The Friendship of Stanley Elkin and Herb Yellin: Letters from the Lord John Press Collection
The Modern Literature Collection recently acquired a treasure trove of papers from the Lord John Press archives, including personal correspondence and ephemera from Donald Barthleme, John Barth, Robert Coover, Saul Bellow, John Gardner, William H. Gass, Stanley Elkin and others. While all of these papers are illuminating literary and historic artifacts, the narrative woven by Stanley Elkin’s letters is particularly vibrant. Addressed to Lord John Press publisher Herb Yellin, these letters–at turns hilarious and heart-breaking–tell the story of all the highs, lows, and in-betweens of a rich publishing friendship.
“So tell me, Lord,” Elkin asks in September of 1993, “how’s that grant you’re getting me coming along?”

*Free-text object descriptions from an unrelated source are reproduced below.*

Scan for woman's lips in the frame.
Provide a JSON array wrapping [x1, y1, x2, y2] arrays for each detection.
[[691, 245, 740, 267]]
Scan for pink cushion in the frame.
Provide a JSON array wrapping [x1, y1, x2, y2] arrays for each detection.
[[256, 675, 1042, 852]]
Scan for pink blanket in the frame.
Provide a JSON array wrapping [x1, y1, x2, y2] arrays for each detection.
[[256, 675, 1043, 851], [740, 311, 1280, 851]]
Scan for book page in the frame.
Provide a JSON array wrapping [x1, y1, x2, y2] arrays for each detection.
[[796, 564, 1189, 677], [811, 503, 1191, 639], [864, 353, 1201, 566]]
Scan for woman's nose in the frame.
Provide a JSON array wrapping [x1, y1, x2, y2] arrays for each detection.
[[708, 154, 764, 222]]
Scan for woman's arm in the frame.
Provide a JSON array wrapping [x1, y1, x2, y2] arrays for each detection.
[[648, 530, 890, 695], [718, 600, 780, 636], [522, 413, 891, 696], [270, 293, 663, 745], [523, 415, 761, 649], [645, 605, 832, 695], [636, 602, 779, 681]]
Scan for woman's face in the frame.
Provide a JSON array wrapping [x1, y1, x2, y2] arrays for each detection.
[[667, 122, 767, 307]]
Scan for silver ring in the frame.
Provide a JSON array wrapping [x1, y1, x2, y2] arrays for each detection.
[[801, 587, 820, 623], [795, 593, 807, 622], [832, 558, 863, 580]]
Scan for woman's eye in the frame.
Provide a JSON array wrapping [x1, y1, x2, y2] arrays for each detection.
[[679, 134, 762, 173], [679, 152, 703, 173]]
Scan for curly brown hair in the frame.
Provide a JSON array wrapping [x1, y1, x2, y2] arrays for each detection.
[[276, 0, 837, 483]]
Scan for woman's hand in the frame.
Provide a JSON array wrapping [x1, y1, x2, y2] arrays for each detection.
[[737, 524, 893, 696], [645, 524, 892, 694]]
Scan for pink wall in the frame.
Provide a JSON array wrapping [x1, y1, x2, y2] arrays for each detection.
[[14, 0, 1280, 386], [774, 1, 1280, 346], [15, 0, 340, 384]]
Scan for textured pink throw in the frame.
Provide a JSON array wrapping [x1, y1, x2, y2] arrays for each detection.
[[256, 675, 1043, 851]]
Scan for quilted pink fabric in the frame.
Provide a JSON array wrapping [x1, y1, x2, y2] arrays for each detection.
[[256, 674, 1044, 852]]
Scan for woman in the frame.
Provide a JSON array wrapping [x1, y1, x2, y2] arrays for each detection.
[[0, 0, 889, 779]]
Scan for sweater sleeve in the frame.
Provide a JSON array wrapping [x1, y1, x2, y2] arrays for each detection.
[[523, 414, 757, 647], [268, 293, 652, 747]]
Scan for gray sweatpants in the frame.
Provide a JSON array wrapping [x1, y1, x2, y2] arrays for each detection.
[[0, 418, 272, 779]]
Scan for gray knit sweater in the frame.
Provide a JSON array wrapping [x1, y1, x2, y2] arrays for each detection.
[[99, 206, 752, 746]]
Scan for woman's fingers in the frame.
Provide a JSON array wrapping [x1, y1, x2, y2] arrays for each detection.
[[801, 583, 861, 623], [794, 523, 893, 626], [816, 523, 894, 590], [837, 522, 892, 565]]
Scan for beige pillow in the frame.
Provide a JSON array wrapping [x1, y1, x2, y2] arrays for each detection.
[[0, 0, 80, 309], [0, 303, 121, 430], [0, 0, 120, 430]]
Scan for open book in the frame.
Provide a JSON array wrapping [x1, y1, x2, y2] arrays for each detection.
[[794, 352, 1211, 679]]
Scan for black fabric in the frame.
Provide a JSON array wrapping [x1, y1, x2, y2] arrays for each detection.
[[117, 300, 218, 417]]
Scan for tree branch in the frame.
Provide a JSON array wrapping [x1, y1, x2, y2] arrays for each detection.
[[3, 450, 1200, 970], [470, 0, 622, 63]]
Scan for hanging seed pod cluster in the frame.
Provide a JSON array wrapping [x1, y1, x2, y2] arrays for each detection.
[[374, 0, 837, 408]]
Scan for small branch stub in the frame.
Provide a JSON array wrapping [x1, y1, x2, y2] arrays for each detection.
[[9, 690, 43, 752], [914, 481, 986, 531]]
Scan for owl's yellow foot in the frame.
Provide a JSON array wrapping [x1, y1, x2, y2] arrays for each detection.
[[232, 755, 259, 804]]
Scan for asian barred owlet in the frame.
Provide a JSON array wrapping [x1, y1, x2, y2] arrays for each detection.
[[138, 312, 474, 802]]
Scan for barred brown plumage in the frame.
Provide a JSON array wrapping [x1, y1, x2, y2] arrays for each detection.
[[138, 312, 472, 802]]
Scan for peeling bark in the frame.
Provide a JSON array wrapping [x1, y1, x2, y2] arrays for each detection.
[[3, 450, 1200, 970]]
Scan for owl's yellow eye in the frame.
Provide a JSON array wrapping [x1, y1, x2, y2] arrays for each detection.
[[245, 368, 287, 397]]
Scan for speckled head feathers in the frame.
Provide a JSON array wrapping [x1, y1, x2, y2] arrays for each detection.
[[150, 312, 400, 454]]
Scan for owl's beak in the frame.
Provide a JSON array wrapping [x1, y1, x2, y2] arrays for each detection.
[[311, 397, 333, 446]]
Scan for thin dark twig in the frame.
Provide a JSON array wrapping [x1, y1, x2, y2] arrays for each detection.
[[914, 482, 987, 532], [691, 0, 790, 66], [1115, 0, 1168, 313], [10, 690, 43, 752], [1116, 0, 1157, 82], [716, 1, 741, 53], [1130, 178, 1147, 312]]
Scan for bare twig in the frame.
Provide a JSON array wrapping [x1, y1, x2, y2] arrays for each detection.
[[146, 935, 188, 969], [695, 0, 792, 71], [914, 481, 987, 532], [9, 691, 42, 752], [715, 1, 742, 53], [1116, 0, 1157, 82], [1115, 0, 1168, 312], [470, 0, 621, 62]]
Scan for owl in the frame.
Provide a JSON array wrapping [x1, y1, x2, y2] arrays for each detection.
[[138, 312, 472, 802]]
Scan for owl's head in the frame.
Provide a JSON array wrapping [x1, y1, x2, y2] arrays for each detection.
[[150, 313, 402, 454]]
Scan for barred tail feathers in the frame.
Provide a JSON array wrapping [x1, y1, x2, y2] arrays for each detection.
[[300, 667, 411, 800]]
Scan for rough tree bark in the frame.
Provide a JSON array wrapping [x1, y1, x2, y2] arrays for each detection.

In a letter from November of 1993, Elkin begins to confide his escalating health issues.
In May of 1994, Elkin thanks Herb for remembering his birthday.
Elkin confesses that “grief embarrasses him” in this letter from November of 1994.
True to form as a fiction writer, Elkin sent this simultaneously humorous and serious letter about his growing misanthropy and old age. It seems, though, that the entire reason for the letter is to tell Yellin that he is an exception to this spite Elkin felt toward other people. Elkin would die just a little over three weeks later.
In his final letter to Herb Yellin, just days before his death, Stanley Elkin included a signed photograph of himself inscribed: “To Herb with love”.